Frog’s-bit, American spongeplant – Limnobium spongia
Frog’s-bit is a native plant that can be floating or rooted. It occurs in many water types throughout Florida. It can form dense mats that crowd out almost all other plants. Frog’s-bit leaves are very thick and leathery. They are either rounded or, in younger leaves, somewhat heart-shaped. The younger leaves tend to be bright and shiny above and reddish underneath, with rounded lobes. Undersides of young leaves have a central disk of red spongy cells. The leaf stalks have ridges on either side and are firm. In field situations, frog’s-bit can be confused with water hyacinth, Eichhornia crassipes. The best way to tell the difference between the two is to look at the roots and stems. Frog’s-bit has whitish roots. Water hyacinth has dark roots. Frog’s-bit has a slender, ridged leaf stalk.
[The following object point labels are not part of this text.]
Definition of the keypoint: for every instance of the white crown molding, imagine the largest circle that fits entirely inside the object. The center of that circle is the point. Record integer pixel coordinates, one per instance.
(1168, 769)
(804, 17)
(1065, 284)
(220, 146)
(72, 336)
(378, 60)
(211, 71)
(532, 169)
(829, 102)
Water hyacinth has fleshy stems that are sometimes bulbous.
- has ridged leaf stalks.
- Undersides of young leaves have a central disk of red spongy cells.
- Frog’s-bit can be confused with water hyacinth.
Limnobium spongia blooms from summer to fall. Limnobium spongia is the only Limnobium species known to occur in Florida (Wunderlin, 2014). Frog’s bit is located in the southeastern U.S., as well as a few states in the north. In addition to water hyacinth, it is can also be confused with European frog-bit.